Anti-war protesters gathered at Times Square in New York and outside the White House in Washington, DC, chanting “Let Yemen live” and “Hands off Yemen.” They also expressed solidarity with Palestine.

The US Central Command posted a video of its jets taking off from an aircraft carrier in the middle of the night. CENTCOM Commander, General Michael Kurilla, said that the Houthis “will be held accountable” for their “illegal and dangerous actions.”

Germany, the Netherlands, Denmark, Canada, Australia, New Zealand, Bahrain, and South Korea voiced their support for the US-British bombardment. 

“Our aim remains to de-escalate tensions and restore stability in the Red Sea, but let our message be clear: we will not hesitate to defend lives and protect the free flow of commerce,” they countries said in a joint statement released by the White House.
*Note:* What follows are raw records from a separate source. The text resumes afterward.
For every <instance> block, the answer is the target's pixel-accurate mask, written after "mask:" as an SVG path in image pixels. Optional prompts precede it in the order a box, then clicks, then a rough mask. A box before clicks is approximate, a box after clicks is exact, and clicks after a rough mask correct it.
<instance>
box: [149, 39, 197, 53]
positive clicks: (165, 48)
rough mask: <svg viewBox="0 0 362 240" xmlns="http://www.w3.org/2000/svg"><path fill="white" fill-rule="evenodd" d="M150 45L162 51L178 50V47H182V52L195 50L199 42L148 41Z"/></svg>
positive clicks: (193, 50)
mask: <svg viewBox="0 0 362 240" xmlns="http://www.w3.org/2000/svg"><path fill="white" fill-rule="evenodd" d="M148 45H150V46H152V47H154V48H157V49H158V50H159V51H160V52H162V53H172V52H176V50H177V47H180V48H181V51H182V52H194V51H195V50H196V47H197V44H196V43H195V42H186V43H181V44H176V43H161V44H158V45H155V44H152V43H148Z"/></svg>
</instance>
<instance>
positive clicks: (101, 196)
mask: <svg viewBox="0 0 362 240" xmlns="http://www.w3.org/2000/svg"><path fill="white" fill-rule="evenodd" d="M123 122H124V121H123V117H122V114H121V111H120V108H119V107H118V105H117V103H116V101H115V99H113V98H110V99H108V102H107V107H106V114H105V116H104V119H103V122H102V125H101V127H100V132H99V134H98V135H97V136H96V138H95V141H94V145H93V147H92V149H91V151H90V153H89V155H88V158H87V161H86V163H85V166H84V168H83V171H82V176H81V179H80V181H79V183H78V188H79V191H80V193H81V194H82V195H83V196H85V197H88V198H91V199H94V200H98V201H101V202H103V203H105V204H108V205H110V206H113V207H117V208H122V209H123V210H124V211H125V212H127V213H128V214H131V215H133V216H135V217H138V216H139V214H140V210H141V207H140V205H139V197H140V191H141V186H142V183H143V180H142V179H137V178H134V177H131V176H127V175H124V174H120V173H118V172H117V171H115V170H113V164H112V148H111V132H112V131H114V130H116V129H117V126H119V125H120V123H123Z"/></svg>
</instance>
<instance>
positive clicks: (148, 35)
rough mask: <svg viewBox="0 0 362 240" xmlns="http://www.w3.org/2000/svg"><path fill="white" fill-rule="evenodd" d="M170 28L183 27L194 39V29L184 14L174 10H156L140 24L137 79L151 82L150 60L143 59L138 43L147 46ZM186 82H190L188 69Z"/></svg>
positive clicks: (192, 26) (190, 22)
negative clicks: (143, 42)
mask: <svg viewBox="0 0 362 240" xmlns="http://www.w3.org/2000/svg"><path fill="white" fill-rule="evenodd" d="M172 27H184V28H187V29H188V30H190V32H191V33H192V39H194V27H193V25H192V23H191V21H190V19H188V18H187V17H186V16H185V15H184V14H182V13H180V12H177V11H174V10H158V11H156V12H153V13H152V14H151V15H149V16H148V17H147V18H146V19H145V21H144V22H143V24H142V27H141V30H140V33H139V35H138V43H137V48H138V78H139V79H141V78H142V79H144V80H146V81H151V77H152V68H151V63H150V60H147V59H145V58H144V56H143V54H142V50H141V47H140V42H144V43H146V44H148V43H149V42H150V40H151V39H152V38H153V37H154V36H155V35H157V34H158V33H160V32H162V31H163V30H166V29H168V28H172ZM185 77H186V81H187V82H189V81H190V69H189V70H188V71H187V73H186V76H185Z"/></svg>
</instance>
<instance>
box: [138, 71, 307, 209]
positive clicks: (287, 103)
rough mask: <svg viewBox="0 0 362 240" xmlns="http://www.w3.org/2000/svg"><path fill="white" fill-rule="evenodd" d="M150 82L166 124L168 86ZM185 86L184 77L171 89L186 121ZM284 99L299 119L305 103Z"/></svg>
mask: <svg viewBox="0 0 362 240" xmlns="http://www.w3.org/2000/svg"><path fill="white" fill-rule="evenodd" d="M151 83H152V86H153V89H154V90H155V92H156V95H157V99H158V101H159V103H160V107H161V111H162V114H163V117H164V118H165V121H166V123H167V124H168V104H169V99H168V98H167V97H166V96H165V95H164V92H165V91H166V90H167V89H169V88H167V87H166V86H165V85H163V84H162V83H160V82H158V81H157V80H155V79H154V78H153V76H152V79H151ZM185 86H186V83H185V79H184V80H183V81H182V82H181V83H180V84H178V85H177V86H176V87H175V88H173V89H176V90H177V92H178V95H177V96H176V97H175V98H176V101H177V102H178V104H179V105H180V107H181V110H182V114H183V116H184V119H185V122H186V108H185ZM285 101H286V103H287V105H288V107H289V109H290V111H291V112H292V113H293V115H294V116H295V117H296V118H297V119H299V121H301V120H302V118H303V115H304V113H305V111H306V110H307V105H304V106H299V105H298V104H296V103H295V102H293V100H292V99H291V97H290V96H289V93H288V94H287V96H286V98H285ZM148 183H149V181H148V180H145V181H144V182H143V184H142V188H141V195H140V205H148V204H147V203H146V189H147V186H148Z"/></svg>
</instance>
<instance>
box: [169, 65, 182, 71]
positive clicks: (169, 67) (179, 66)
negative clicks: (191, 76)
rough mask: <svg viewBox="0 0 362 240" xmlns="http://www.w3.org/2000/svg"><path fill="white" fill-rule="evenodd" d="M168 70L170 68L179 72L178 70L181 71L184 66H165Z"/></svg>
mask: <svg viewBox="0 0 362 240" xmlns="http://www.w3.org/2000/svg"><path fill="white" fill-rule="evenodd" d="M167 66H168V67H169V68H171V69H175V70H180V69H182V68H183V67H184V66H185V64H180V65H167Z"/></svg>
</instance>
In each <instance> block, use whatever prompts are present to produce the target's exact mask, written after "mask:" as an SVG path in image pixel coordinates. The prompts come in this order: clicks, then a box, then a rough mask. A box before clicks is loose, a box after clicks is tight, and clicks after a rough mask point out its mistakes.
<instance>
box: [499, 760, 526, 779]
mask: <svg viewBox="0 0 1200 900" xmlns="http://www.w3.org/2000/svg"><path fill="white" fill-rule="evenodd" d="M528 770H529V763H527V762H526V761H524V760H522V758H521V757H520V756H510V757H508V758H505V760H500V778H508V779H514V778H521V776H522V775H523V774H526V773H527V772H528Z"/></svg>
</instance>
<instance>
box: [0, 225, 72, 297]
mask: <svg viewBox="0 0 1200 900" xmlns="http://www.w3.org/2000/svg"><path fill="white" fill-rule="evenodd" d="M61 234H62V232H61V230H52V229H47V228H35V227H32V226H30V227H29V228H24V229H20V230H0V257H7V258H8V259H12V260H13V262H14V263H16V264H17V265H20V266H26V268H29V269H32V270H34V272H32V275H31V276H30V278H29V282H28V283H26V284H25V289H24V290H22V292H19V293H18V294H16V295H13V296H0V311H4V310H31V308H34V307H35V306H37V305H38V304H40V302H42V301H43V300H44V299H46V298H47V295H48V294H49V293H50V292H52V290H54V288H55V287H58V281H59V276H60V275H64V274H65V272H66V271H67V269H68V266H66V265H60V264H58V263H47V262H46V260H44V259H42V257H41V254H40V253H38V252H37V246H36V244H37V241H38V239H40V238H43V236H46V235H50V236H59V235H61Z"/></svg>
American and British aircraft targeted Al-Dailami Air Base, north of Sanaa, local Al-Masirah TV station said. 

Lebanese news channel Al Mayadden cited its reporter on the ground as saying that the Hodeidah Airport was also targeted. 

Fadel Abu Taleb, a senior Houthi official, wrote on X that the bombardment “will not achieve any results and will not be able to discourage the Yemeni people from continuing their support for the Palestinians.” 
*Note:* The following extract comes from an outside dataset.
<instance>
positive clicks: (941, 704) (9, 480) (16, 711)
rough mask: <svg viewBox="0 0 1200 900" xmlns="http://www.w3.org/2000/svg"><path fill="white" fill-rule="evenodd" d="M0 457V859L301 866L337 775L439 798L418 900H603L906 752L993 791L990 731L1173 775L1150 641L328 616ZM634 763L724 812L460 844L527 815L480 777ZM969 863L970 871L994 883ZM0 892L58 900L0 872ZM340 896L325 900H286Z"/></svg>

Another senior Houthi official, Mohammed al-Bukhaiti, described the coalition’s attack as “the greatest folly in their history,” according to Al Jazeera.

Riyadh has called for “restraint” and urged to “avoid escalation.” 
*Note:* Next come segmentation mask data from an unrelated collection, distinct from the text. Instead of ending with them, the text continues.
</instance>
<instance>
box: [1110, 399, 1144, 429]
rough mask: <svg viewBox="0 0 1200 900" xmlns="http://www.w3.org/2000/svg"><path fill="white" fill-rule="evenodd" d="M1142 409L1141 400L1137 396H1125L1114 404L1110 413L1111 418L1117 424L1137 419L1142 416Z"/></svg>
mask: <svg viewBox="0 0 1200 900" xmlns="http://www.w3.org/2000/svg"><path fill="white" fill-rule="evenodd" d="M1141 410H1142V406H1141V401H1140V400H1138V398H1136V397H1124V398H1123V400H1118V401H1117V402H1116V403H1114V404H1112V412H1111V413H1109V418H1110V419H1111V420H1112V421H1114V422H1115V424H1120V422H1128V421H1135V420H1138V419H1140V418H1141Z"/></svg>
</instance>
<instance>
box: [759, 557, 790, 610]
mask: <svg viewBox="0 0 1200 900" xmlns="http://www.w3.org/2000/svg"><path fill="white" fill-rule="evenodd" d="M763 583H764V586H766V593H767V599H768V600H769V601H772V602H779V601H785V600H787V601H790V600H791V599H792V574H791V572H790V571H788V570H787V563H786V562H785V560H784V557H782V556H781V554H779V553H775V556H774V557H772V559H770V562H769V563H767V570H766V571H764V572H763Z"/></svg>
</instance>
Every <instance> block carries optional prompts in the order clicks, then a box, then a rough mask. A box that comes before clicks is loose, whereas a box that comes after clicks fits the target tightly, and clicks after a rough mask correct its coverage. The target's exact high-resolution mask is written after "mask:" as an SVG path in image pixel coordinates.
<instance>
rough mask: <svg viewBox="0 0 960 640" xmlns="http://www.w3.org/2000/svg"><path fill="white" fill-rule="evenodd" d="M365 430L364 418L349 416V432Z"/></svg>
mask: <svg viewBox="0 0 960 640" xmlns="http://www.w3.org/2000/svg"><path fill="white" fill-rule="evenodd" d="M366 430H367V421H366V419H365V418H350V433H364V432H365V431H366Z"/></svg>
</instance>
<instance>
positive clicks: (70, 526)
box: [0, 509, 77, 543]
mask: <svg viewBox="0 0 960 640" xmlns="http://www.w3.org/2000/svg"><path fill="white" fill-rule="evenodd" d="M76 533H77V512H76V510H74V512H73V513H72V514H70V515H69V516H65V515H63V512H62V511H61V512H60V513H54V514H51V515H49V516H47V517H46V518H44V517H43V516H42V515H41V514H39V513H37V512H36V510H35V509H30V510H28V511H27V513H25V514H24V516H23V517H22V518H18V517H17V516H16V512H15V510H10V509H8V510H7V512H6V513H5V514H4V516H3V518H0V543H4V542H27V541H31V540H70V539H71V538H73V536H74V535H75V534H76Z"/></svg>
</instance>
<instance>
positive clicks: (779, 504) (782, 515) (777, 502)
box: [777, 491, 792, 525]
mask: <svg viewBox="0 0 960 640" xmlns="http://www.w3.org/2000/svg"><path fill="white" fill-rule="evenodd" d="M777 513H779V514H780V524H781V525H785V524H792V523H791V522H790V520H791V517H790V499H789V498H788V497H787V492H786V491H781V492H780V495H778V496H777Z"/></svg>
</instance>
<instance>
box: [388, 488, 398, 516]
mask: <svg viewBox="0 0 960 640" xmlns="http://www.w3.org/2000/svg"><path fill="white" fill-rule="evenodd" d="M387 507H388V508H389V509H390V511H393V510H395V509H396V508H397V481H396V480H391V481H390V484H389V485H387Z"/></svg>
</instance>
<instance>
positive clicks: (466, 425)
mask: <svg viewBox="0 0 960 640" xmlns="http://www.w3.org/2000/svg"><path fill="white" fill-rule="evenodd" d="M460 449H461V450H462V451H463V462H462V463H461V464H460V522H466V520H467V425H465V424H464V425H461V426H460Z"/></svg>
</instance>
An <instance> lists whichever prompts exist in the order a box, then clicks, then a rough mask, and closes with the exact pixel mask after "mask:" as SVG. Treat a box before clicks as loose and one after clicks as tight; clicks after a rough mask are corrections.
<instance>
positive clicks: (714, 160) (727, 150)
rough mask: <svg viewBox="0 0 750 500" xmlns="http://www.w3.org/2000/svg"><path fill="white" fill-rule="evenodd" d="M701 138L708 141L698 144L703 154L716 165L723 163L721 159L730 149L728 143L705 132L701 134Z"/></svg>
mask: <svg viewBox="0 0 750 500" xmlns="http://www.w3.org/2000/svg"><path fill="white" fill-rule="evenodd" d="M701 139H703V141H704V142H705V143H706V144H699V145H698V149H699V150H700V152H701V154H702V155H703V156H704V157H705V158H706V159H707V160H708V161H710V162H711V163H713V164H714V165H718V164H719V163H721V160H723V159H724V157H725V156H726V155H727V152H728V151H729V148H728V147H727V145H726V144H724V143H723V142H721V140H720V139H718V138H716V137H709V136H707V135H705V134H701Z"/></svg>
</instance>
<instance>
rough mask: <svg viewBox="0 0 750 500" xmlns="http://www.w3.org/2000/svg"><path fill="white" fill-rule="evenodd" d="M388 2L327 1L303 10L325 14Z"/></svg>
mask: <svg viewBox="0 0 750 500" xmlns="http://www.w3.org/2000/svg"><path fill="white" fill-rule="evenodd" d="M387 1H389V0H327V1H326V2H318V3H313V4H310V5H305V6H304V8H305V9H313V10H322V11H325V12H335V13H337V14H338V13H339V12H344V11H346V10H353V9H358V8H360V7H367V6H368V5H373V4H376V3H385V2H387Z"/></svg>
“The Kingdom of Saudi Arabia is following with great concern the military operations taking place in the Red Sea and the raids on a number of sites in the Republic of Yemen,” the kingdom’s Foreign Ministry said in statement, as quoted by Al Jazeera.

The strikes targeted “sites associated with the Houthis’ unmanned aerial vehicle, ballistic and cruise missile, and coastal radar and air surveillance capabilities,” US Secretary of Defense Lloyd Austin said. He added that the US reserved the right to “take follow-on actions” to protect its forces.

UK Secretary of Defense Grant Shapps announced that four Eurofighter Typhoon jets “conducted precision strikes on two Houthi military sites.”

Russia has requested an urgent meeting of the UN Security Council on Friday to discuss the ongoing escalation in Yemen.

UK Prime Minister Rishi Sunak released a statement in the early hours of Friday, saying that the Royal Air Force “has carried out targeted strikes against military facilities used by Houthi rebels in Yemen.”

The PM accused the Houthis of “destabilizing” commercial shipping in the Red Sea. “Their reckless actions are risking lives at sea and exacerbating the humanitarian crisis in Yemen,” Sunak said. 

“This cannot stand,” he added, describing the strikes as “limited, necessary and proportionate action in self-defense.”

Yemeni news agency SABA reported that the strikes occurred in the country’s capital Sanaa, as well as the provinces of Saada, Hodeidah, Taiz and Dhamar.

Unverified videos posted to social media show powerful explosions on the ground.

Houthi spokesman Abdulsalam Jahaf claimed that “a number of American and British warships have been hit” during “a major battle in the Red Sea.” 

“Whoever is involved, will pay the price,” he wrote on X. “We will not stop our attack until you leave the area.” 

US President Joe Biden said that the Western coalition has “successfully conducted strikes against a number of targets in Yemen used by Houthi rebels to endanger freedom of navigation in one of the world’s most vital waterways.”

“Today’s defensive action follows this extensive diplomatic campaign and Houthi rebels’ escalating attacks against commercial vessels,” Biden said in a statement released by the White House. He added that the military action sends “a clear message that the United States and our partners will not tolerate attacks on our personnel or allow hostile actors to imperil freedom of navigation” in the region.

Several Western outlets quoted unnamed American and British officials as confirming the strikes. The White House and Downing Street are yet to make official statements on the matter. 

The sites in Yemen were targeted by fighter jets and hit with Tomahawk cruise missiles, CNN reported.